L’actualité regorge de ces aspirations permanentes à la radicalité. La tendance n’a jamais été à l’accommodement mais à terrasser l’adversaire, toujours vu comme un dragon intempestif, empêchant de vivre, privant de libertés le bon populaire. D’où la force permanente des caricatures, des hostilités sans nuances. On trouverait chaque jour la preuve de ces flammes qui dévorent le sentiment national. De Mélenchon à Marine Le Pen, c’est évident. Mais aussi à l’intérieur des partis dits de gouvernement. Écoutez ce que disent, pas toujours en off, les pontes de l’UMP quand ils parlent les uns des autres. Notez la façon dont les « frondeurs » du PS parlent du gouvernement Valls, de Macron, de sa loi et de ses œuvres. Non seulement les camps se déchirent entre eux mais à l’intérieur de chaque camp on s’étripe avec une violence verbale inouïe qui masque mal une impuissance généralisée à peser sur le réel.
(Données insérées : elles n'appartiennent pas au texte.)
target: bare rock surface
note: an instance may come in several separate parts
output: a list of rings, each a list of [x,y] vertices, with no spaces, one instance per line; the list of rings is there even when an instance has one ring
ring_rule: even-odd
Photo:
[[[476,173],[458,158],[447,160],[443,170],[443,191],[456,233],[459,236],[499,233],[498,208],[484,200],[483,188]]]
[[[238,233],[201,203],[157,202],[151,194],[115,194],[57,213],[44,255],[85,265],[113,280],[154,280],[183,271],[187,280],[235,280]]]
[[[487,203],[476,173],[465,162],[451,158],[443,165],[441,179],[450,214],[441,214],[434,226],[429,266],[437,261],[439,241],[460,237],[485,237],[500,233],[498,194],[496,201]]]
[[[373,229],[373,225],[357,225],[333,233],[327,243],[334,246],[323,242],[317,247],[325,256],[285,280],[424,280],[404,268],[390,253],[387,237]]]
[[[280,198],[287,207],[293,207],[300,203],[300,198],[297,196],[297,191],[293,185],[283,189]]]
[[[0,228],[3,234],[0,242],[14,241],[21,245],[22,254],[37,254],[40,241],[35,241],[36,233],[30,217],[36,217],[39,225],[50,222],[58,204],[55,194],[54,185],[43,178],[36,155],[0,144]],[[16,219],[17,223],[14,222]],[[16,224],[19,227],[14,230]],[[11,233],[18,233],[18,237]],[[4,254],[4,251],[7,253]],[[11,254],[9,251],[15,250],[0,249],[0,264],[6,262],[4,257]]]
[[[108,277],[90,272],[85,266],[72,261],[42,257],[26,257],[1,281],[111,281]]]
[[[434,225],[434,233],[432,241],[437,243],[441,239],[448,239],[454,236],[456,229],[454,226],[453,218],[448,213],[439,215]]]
Au fond tout se passe comme si, face à cette impuissance, il s’agissait de gueuler le plus fort, comme la nuit, quand on a peur.

La fascination pour l’extrémisme est une des marques de fabrique de la France. Quand elle ne trouve pas en elle-même des raisons de se réjouir elle va les chercher à l’extérieur. Comme elle le fit naguère au Venezuela de Chavez, que l’on entend moins vanter depuis que le successeur du « héros » de l’ultra-gauche met en prison ses opposants. Comme d’autres qui vont chercher dans les parages du Kremlin un modèle éminemment discutable mais qui représente bien, à leurs yeux, le principe de force du chef qui manquerait à notre trop doux pays. Depuis peu, certains extrémistes trouvent en Grèce aliment à leur révolte contre le système français sans se douter qu’ils vont devoir commencer bientôt à déchanter. La guerre permanente des mots est un travers français bien établi. L’épisode fâcheux du dernier dîner du Crif, avec la bouderie très momentanée entre Roger Cukierman et Dalil Boubakeur, montre que cette manie des excès gagne toutes les catégories, toutes les religions des Français, en dépit de la variété de leurs « origines ». C’est qu’ils ont tous la même, d’origine, mentalement : la Révolution comme idée que les changements ne s’obtiennent qu’à coups de fourche et au bout du fusil. Peuple colérique, nous ne changerons jamais. C’est peut-être comme cela que nous nous aimons : en nous détestant les uns les autres…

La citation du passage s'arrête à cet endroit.